Training a Custom CNN on Five Heterogeneous Image Datasets
Anika Tabassum, Tasnuva Mahazabin Tuba, Nafisa Naznin
TL;DR
This work analyzes a lightweight custom CNN against scratch-trained ResNet-18/VGG-16 and ImageNet-based transfer learning across five diverse datasets from agricultural and urban contexts. It demonstrates that transfer learning typically yields better generalization on limited data, while the custom CNN offers a compact and efficient baseline. Scratch-trained deep models often underperform when data are scarce or imbalanced, underscoring the value of pre-trained representations for real-world visual classification tasks.

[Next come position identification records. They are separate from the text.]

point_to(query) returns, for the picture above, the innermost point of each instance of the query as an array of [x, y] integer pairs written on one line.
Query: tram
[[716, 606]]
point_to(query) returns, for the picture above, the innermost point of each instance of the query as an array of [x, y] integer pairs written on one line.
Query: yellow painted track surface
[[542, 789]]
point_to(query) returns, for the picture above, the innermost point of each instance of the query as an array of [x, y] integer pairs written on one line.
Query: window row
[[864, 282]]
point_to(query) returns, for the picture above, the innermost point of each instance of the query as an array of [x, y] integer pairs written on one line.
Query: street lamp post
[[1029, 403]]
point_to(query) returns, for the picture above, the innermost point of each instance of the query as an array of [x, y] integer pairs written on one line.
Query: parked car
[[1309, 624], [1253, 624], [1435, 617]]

The findings provide practical guidance for deploying deep learning in resource-constrained environments, with implications for smart cities and agricultural automation.
Abstract
Deep learning has transformed visual data analysis, with Convolutional Neural Networks (CNNs) becoming highly effective in learning meaningful feature representations directly from images. Unlike traditional manual feature engineering methods, CNNs automatically extract hierarchical visual patterns, enabling strong performance across diverse real-world contexts. This study investigates the effectiveness of CNN-based architectures across five heterogeneous datasets spanning agricultural and urban domains: mango variety classification, paddy variety identification, road surface condition assessment, auto-rickshaw detection, and footpath encroachment monitoring. These datasets introduce varying challenges, including differences in illumination, resolution, environmental complexity, and class imbalance, necessitating adaptable and robust learning models. We evaluate a lightweight, task-specific custom CNN alongside established deep architectures, including ResNet-18 and VGG-16, trained both from scratch and using transfer learning. Through systematic preprocessing, augmentation, and controlled experimentation, we analyze how architectural complexity, model depth, and pre-training influence convergence, generalization, and performance across datasets of differing scale and difficulty. The key contributions of this work are: (1) the development of an efficient custom CNN that achieves competitive performance across multiple application domains, and (2) a comprehensive comparative analysis highlighting when transfer learning and deep architectures provide substantial advantages, particularly in data-constrained environments. These findings offer practical insights for deploying deep learning models in resource-limited yet high-impact real-world visual classification tasks.